From the moment Keces sat down with the school’s founders, it was clear their philosophies were in sync. “It was kind of beshert,” Keces said. “At the time, I was simultaneously getting my administrative credentials.”

This past year, Keces also served as lead secular educator. “I thought it was essential our curriculum was implemented as per our vision,” she said. “I wanted to be in the thick of it.” Now that Keces is confident the school has “a really strong foundation,” she can be a full-time principal. 

Two experienced general studies educators have been hired to teach kindergarten and first grade. The school also employs a Hebrew teacher, whose creative approach includes a daily recess period conducted entirely in Hebrew, as well as a rabbi who oversees Jewish studies. This year, Rabbi Amittai Moshe Steindler, an Irvine native who recently moved from New York back to his hometown, will fill that role.

“We really collaborate as a team to coordinate our efforts,” Keces said. For Tu b’Shevat, the Hebrew studies teacher did a vocabulary lesson on trees and a complementary art project. In Jewish studies, the students read and discussed Torah portions and talked about the importance of doing mitzvot for the environment. Keces led a science unit about trees and the students planted a tree.

“That’s so unique in Jewish education to have this interdisciplinary approach,” Keces said. “In a lot of Jewish day schools, it’s hard to coordinate the disciplines. Everyone is doing things in isolation. Learning happens when there is a lot of breadth and depth.

“[IHDS is] a deeply spiritual environment,” she said, adding, “so much of what we do is based on tradition. Every morning we have tefillah. The children sing Modeh Ani. … We want their Jewish learning to be meaningful. We don’t want it to be rote or [to] indoctrinate them.” 

It’s an approach that resonates with parents such as Stephanie Gavshon, 44, whose son Lev completed kindergarten this year. 

“He is getting Jewish skills that my husband and I couldn’t teach him,” Gavshon said. “We didn’t grow up observant.

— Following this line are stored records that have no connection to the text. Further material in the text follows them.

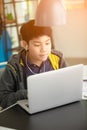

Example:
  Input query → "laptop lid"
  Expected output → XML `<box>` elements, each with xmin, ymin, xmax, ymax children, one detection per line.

<box><xmin>26</xmin><ymin>64</ymin><xmax>83</xmax><ymax>114</ymax></box>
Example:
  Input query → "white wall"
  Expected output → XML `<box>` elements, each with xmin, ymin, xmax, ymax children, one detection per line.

<box><xmin>52</xmin><ymin>8</ymin><xmax>87</xmax><ymax>58</ymax></box>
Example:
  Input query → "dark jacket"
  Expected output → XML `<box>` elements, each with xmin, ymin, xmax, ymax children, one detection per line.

<box><xmin>0</xmin><ymin>49</ymin><xmax>67</xmax><ymax>109</ymax></box>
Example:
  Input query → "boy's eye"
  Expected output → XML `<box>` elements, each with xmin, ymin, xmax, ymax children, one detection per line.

<box><xmin>46</xmin><ymin>42</ymin><xmax>50</xmax><ymax>45</ymax></box>
<box><xmin>34</xmin><ymin>44</ymin><xmax>40</xmax><ymax>47</ymax></box>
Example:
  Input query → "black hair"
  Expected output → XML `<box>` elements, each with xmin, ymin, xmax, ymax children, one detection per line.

<box><xmin>20</xmin><ymin>19</ymin><xmax>52</xmax><ymax>43</ymax></box>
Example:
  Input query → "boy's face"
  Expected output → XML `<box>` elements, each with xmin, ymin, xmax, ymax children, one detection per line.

<box><xmin>27</xmin><ymin>35</ymin><xmax>51</xmax><ymax>66</ymax></box>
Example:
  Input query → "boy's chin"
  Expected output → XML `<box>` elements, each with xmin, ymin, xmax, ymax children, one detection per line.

<box><xmin>42</xmin><ymin>57</ymin><xmax>48</xmax><ymax>62</ymax></box>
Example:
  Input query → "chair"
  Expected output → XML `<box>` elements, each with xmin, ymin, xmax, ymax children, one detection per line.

<box><xmin>0</xmin><ymin>62</ymin><xmax>6</xmax><ymax>78</ymax></box>
<box><xmin>0</xmin><ymin>68</ymin><xmax>4</xmax><ymax>78</ymax></box>
<box><xmin>0</xmin><ymin>67</ymin><xmax>5</xmax><ymax>111</ymax></box>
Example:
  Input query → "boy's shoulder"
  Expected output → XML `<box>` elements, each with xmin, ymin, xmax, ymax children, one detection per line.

<box><xmin>7</xmin><ymin>49</ymin><xmax>25</xmax><ymax>66</ymax></box>
<box><xmin>51</xmin><ymin>49</ymin><xmax>63</xmax><ymax>58</ymax></box>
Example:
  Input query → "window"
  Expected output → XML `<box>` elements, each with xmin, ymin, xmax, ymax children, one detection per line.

<box><xmin>65</xmin><ymin>0</ymin><xmax>86</xmax><ymax>10</ymax></box>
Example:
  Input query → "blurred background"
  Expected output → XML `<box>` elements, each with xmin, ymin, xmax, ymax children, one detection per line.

<box><xmin>0</xmin><ymin>0</ymin><xmax>87</xmax><ymax>67</ymax></box>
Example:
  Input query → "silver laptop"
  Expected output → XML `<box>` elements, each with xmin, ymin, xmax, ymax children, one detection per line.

<box><xmin>17</xmin><ymin>64</ymin><xmax>83</xmax><ymax>114</ymax></box>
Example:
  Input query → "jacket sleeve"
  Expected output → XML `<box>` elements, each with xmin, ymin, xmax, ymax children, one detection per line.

<box><xmin>0</xmin><ymin>65</ymin><xmax>27</xmax><ymax>109</ymax></box>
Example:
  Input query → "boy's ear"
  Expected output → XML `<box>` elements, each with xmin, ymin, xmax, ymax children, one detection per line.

<box><xmin>20</xmin><ymin>40</ymin><xmax>28</xmax><ymax>51</ymax></box>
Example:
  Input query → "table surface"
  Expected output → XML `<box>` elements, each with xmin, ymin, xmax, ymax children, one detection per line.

<box><xmin>0</xmin><ymin>100</ymin><xmax>87</xmax><ymax>130</ymax></box>
<box><xmin>65</xmin><ymin>58</ymin><xmax>87</xmax><ymax>65</ymax></box>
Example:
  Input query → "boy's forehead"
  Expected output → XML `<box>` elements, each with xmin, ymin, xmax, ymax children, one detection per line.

<box><xmin>31</xmin><ymin>35</ymin><xmax>51</xmax><ymax>43</ymax></box>
<box><xmin>32</xmin><ymin>36</ymin><xmax>50</xmax><ymax>43</ymax></box>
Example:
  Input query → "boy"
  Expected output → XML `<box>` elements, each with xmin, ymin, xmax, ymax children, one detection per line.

<box><xmin>0</xmin><ymin>20</ymin><xmax>67</xmax><ymax>110</ymax></box>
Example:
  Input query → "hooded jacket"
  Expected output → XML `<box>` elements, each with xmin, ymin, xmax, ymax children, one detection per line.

<box><xmin>0</xmin><ymin>49</ymin><xmax>67</xmax><ymax>109</ymax></box>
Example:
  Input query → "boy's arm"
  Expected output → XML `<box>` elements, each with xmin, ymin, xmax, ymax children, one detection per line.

<box><xmin>0</xmin><ymin>66</ymin><xmax>27</xmax><ymax>109</ymax></box>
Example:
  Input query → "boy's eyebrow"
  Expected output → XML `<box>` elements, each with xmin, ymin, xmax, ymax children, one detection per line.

<box><xmin>32</xmin><ymin>38</ymin><xmax>50</xmax><ymax>43</ymax></box>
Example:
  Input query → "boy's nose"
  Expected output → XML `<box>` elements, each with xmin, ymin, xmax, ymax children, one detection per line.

<box><xmin>40</xmin><ymin>45</ymin><xmax>46</xmax><ymax>52</ymax></box>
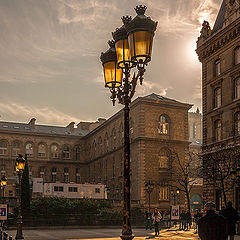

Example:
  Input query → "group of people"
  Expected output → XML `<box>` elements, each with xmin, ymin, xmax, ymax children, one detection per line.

<box><xmin>198</xmin><ymin>201</ymin><xmax>239</xmax><ymax>240</ymax></box>
<box><xmin>145</xmin><ymin>201</ymin><xmax>240</xmax><ymax>239</ymax></box>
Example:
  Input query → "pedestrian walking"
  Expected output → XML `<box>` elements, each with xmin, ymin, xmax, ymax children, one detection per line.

<box><xmin>152</xmin><ymin>208</ymin><xmax>162</xmax><ymax>236</ymax></box>
<box><xmin>198</xmin><ymin>201</ymin><xmax>227</xmax><ymax>240</ymax></box>
<box><xmin>222</xmin><ymin>201</ymin><xmax>239</xmax><ymax>240</ymax></box>
<box><xmin>194</xmin><ymin>209</ymin><xmax>202</xmax><ymax>234</ymax></box>
<box><xmin>179</xmin><ymin>209</ymin><xmax>185</xmax><ymax>230</ymax></box>
<box><xmin>145</xmin><ymin>210</ymin><xmax>152</xmax><ymax>230</ymax></box>
<box><xmin>185</xmin><ymin>209</ymin><xmax>192</xmax><ymax>230</ymax></box>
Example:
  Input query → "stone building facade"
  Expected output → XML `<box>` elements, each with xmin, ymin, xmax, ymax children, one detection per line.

<box><xmin>0</xmin><ymin>93</ymin><xmax>192</xmax><ymax>209</ymax></box>
<box><xmin>196</xmin><ymin>0</ymin><xmax>240</xmax><ymax>210</ymax></box>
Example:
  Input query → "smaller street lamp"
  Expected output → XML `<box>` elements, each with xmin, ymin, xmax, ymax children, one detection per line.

<box><xmin>170</xmin><ymin>188</ymin><xmax>180</xmax><ymax>206</ymax></box>
<box><xmin>1</xmin><ymin>176</ymin><xmax>7</xmax><ymax>201</ymax></box>
<box><xmin>144</xmin><ymin>181</ymin><xmax>154</xmax><ymax>212</ymax></box>
<box><xmin>15</xmin><ymin>154</ymin><xmax>26</xmax><ymax>240</ymax></box>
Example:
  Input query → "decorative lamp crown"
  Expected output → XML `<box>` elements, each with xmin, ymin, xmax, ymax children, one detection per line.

<box><xmin>100</xmin><ymin>40</ymin><xmax>117</xmax><ymax>64</ymax></box>
<box><xmin>135</xmin><ymin>5</ymin><xmax>147</xmax><ymax>15</ymax></box>
<box><xmin>122</xmin><ymin>16</ymin><xmax>132</xmax><ymax>25</ymax></box>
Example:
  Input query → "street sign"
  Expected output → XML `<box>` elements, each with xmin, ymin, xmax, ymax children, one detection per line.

<box><xmin>171</xmin><ymin>205</ymin><xmax>180</xmax><ymax>220</ymax></box>
<box><xmin>0</xmin><ymin>204</ymin><xmax>7</xmax><ymax>220</ymax></box>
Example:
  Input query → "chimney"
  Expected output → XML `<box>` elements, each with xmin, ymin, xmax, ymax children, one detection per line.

<box><xmin>66</xmin><ymin>122</ymin><xmax>75</xmax><ymax>133</ymax></box>
<box><xmin>28</xmin><ymin>118</ymin><xmax>36</xmax><ymax>129</ymax></box>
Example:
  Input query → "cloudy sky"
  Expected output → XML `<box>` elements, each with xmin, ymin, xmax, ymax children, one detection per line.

<box><xmin>0</xmin><ymin>0</ymin><xmax>222</xmax><ymax>126</ymax></box>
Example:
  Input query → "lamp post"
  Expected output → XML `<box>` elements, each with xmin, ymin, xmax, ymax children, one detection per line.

<box><xmin>15</xmin><ymin>154</ymin><xmax>26</xmax><ymax>240</ymax></box>
<box><xmin>0</xmin><ymin>175</ymin><xmax>7</xmax><ymax>202</ymax></box>
<box><xmin>170</xmin><ymin>188</ymin><xmax>180</xmax><ymax>206</ymax></box>
<box><xmin>100</xmin><ymin>5</ymin><xmax>157</xmax><ymax>240</ymax></box>
<box><xmin>144</xmin><ymin>181</ymin><xmax>154</xmax><ymax>212</ymax></box>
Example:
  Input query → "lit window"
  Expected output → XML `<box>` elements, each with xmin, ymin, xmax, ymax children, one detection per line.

<box><xmin>214</xmin><ymin>119</ymin><xmax>222</xmax><ymax>142</ymax></box>
<box><xmin>50</xmin><ymin>144</ymin><xmax>59</xmax><ymax>159</ymax></box>
<box><xmin>235</xmin><ymin>112</ymin><xmax>240</xmax><ymax>136</ymax></box>
<box><xmin>12</xmin><ymin>140</ymin><xmax>21</xmax><ymax>156</ymax></box>
<box><xmin>193</xmin><ymin>123</ymin><xmax>197</xmax><ymax>139</ymax></box>
<box><xmin>158</xmin><ymin>115</ymin><xmax>169</xmax><ymax>134</ymax></box>
<box><xmin>0</xmin><ymin>140</ymin><xmax>7</xmax><ymax>156</ymax></box>
<box><xmin>62</xmin><ymin>145</ymin><xmax>70</xmax><ymax>159</ymax></box>
<box><xmin>214</xmin><ymin>88</ymin><xmax>221</xmax><ymax>108</ymax></box>
<box><xmin>159</xmin><ymin>185</ymin><xmax>169</xmax><ymax>200</ymax></box>
<box><xmin>159</xmin><ymin>148</ymin><xmax>170</xmax><ymax>169</ymax></box>
<box><xmin>235</xmin><ymin>78</ymin><xmax>240</xmax><ymax>99</ymax></box>
<box><xmin>235</xmin><ymin>47</ymin><xmax>240</xmax><ymax>65</ymax></box>
<box><xmin>215</xmin><ymin>59</ymin><xmax>221</xmax><ymax>76</ymax></box>
<box><xmin>38</xmin><ymin>143</ymin><xmax>46</xmax><ymax>158</ymax></box>
<box><xmin>26</xmin><ymin>142</ymin><xmax>33</xmax><ymax>157</ymax></box>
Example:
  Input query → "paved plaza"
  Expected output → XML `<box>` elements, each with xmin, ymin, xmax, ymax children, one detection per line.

<box><xmin>5</xmin><ymin>228</ymin><xmax>201</xmax><ymax>240</ymax></box>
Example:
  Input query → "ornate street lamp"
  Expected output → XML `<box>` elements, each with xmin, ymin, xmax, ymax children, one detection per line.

<box><xmin>144</xmin><ymin>181</ymin><xmax>154</xmax><ymax>212</ymax></box>
<box><xmin>15</xmin><ymin>154</ymin><xmax>26</xmax><ymax>240</ymax></box>
<box><xmin>170</xmin><ymin>188</ymin><xmax>180</xmax><ymax>206</ymax></box>
<box><xmin>100</xmin><ymin>5</ymin><xmax>157</xmax><ymax>240</ymax></box>
<box><xmin>1</xmin><ymin>175</ymin><xmax>7</xmax><ymax>200</ymax></box>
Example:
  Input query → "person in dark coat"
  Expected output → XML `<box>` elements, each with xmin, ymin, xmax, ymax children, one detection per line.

<box><xmin>222</xmin><ymin>201</ymin><xmax>239</xmax><ymax>240</ymax></box>
<box><xmin>198</xmin><ymin>202</ymin><xmax>227</xmax><ymax>240</ymax></box>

He’s learning Jewish content we couldn’t give him. … What I was looking for is that when is my son is an adult, he could practice any kind of Judaism he wanted to. So it would be effortless. I want it to feel very comfortable to him … to feel being Jewish is a strong part of his identity, not that a secular life and an observant life are separate.” Gavshon also is thrilled with the academics and the positive discipline approach, with its focus on social-emotional wellness.

She shared an anecdote about the Friday home-style Shabbat lunches the students participate in every week in their classroom. Of late, her son, of his own accord, has been making a plate of food for the rabbi first. 

“I think it’s made him a very nurturing child,” she said of IHDS.

Gavshon admits to being nervous about sending her child to a brand-new school, at least at the outset. But, she said, “My husband and I are overjoyed we took this risk. It has been amazing for Lev … and our family.”